Smackdown vs. Raw 2011 – Broken gameplay, multiple box arts, and The Undertaker
THQ and Yukes are looking to continue the tradition of ignoring the flaws of the Smackdown series, all while tacking on new features that further break the gameplay. In addition to that, THQ promises to provide the largest offering of creation and customization features ever seen in the series. Sharing content will also be simplified and improved on from last year’s game.
With a roster of over 70 WWE Superstars (including Divas) you’d think that this would be the best wrestling game ever made, especially after so many tries. Unfortunately, that most likely won’t be the case unless the gameplay engine receives a major overhaul. There is hope, however. The new physics engine is immediately noticeable and it’s a pretty big improvement. If you get slammed near the ropes there is no longer an unrealistic invisible barrier. The bottom rope will appropriately react if the wrestler’s leg is in the way. The same concept applies to weapons on the ground (like falling onto a ladder). It all looks quite nice.
One of the more practical features is being able to control where you do your moves. For instance, if you’re doing a suplex, you are no longer bound to where the animation leads you. If you want to do the suplex to the right, you can do just that during the animation of the move. And unlike the old Ultimate Control Moves that were introduced in 2007, the animation doesn’t look stiff and uncomfortable. It’s all fluid and seemless.
Strikes look largely unchanged and that’s just a shame. The grappling system has constantly been revised, so why not the strikes? The collision detection still seems off. If you’re a long time fan then you know exactly what to expect. That’s not to say that it’s an acceptable flaw. It’s not. There is no reason why a wrestler should look like he ran into a wall if there is no wall anywhere to be seen.
Another annoyance is still seeing wrestlers perform moves they don’t use. Especially during counter animations. Modifying each wrestler yourself can only go so far, but that’s an entire game in itself for some people. Let’s just hope that Yukes adds more moves than they remove this year.

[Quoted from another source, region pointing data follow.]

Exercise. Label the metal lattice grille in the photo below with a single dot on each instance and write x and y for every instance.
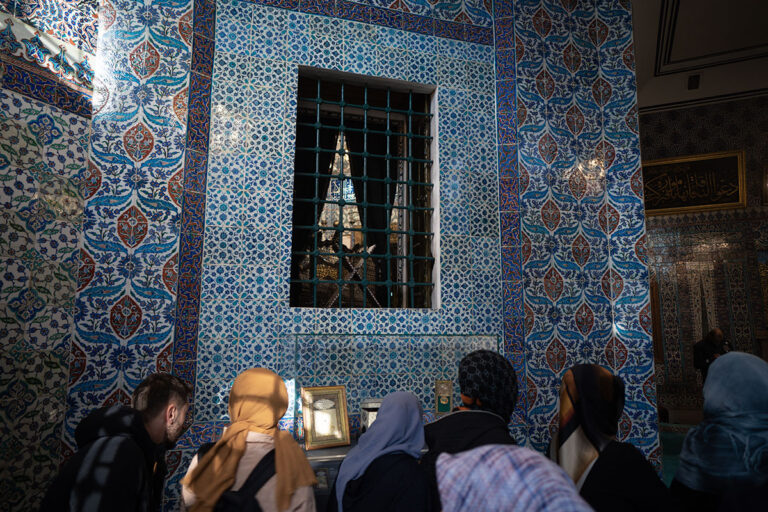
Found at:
(362, 203)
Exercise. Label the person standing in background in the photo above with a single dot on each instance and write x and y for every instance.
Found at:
(709, 349)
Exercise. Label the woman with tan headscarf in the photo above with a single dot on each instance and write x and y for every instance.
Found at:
(257, 401)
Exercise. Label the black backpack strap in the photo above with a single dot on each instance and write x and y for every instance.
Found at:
(263, 471)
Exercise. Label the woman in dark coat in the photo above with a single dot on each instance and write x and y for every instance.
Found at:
(382, 472)
(724, 460)
(610, 476)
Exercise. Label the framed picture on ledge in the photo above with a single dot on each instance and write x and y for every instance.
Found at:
(326, 423)
(697, 183)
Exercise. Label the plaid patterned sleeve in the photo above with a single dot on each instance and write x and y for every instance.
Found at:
(509, 478)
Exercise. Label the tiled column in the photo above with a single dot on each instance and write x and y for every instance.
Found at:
(126, 304)
(509, 205)
(582, 220)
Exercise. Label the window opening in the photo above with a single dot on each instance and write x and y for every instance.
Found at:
(362, 204)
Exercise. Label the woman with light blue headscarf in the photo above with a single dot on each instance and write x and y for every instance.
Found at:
(382, 472)
(725, 457)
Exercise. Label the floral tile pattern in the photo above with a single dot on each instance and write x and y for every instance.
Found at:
(34, 49)
(42, 161)
(71, 21)
(542, 242)
(243, 294)
(126, 306)
(580, 248)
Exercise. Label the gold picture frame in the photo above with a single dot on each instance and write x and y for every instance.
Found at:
(695, 183)
(326, 423)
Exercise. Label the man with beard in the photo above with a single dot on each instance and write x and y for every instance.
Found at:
(119, 464)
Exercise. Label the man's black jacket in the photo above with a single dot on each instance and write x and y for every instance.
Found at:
(115, 468)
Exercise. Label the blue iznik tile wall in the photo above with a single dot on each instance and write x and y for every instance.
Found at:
(72, 21)
(184, 258)
(244, 314)
(43, 153)
(582, 226)
(126, 301)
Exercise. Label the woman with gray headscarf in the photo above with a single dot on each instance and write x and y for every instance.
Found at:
(488, 386)
(382, 472)
(724, 459)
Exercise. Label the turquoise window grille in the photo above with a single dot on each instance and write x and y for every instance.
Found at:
(362, 201)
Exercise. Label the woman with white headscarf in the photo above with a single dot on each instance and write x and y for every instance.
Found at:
(382, 472)
(724, 460)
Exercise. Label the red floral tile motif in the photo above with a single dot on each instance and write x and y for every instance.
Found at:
(117, 397)
(107, 15)
(574, 120)
(556, 355)
(598, 32)
(77, 361)
(612, 284)
(572, 58)
(545, 84)
(165, 359)
(608, 217)
(548, 148)
(553, 284)
(531, 392)
(542, 22)
(91, 180)
(132, 226)
(185, 27)
(628, 56)
(585, 319)
(616, 353)
(577, 183)
(138, 142)
(605, 154)
(180, 105)
(636, 183)
(645, 318)
(569, 5)
(176, 187)
(625, 426)
(550, 215)
(580, 249)
(125, 317)
(601, 91)
(144, 59)
(86, 271)
(171, 273)
(641, 250)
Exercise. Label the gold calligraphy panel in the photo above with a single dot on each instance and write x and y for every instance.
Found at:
(712, 181)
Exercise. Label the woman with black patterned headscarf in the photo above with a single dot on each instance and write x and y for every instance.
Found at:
(609, 475)
(488, 386)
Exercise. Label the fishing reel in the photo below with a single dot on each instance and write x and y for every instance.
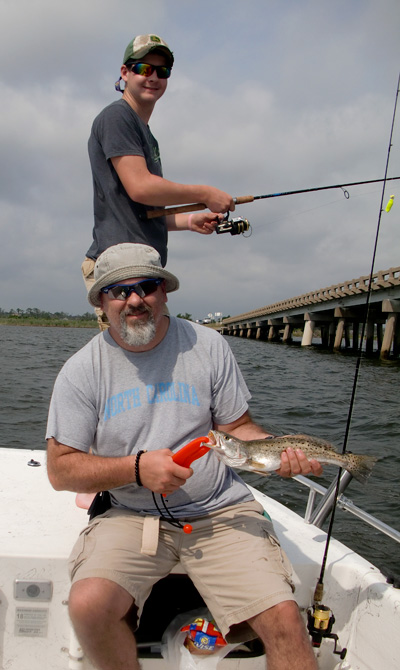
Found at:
(320, 620)
(237, 226)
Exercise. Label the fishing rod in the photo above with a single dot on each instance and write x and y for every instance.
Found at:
(240, 200)
(320, 619)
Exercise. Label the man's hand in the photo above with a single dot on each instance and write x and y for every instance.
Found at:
(204, 222)
(217, 201)
(160, 474)
(294, 462)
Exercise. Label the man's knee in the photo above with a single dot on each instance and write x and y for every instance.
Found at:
(283, 618)
(98, 601)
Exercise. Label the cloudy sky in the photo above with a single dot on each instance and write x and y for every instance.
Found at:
(266, 96)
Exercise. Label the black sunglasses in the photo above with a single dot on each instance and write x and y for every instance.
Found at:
(141, 288)
(146, 70)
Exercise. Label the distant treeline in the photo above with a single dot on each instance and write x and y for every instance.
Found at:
(37, 317)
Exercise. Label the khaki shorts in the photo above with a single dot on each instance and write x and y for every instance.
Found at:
(232, 556)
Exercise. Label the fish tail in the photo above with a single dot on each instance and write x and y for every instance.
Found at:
(360, 466)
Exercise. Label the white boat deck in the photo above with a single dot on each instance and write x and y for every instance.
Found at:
(38, 527)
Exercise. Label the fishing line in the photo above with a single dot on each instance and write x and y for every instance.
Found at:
(319, 587)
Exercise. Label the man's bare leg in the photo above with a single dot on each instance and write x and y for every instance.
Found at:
(98, 610)
(285, 638)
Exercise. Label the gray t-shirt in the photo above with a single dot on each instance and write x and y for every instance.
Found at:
(119, 402)
(119, 131)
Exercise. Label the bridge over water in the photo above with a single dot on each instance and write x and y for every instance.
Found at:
(335, 313)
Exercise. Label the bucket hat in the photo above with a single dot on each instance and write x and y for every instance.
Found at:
(127, 261)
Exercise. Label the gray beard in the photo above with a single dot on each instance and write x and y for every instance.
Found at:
(139, 334)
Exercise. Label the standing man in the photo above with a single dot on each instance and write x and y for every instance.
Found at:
(126, 165)
(120, 408)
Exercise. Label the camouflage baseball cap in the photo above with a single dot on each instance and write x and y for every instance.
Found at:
(143, 44)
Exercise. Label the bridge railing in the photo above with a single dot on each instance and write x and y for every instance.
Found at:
(380, 280)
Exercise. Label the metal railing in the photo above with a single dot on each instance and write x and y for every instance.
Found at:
(318, 516)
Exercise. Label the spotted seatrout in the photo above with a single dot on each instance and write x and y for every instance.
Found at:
(264, 456)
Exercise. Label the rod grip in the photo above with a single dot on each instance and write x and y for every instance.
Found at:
(244, 198)
(181, 209)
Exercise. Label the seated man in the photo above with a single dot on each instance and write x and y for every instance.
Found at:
(121, 407)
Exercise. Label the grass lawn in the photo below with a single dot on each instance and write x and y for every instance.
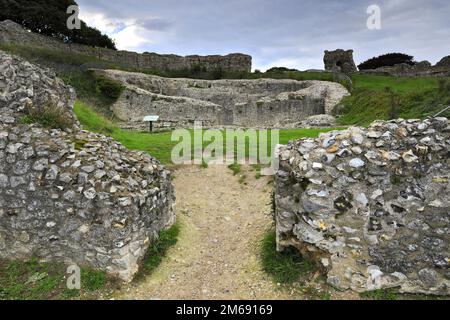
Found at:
(160, 145)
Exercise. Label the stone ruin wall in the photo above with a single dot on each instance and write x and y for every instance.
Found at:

One of the biggest concerns is the netcode. The series has never had a true online experience that didn’t have major issues. In the PS2 days online was ruined due to a massive input delay, abused gameplay glitches, and gameshark users. Even the current gen versions of Smackdown have glitches that can completely render your character useless. What’s worse is that the lag problem has never been truly fixed. That is just unacceptable.
As a long time fan of the series it’s difficult to stay impressed by new features that don’t make the games worthwhile. Will THQ and Yukes finally get it right this year? We’ll find out on October 26th.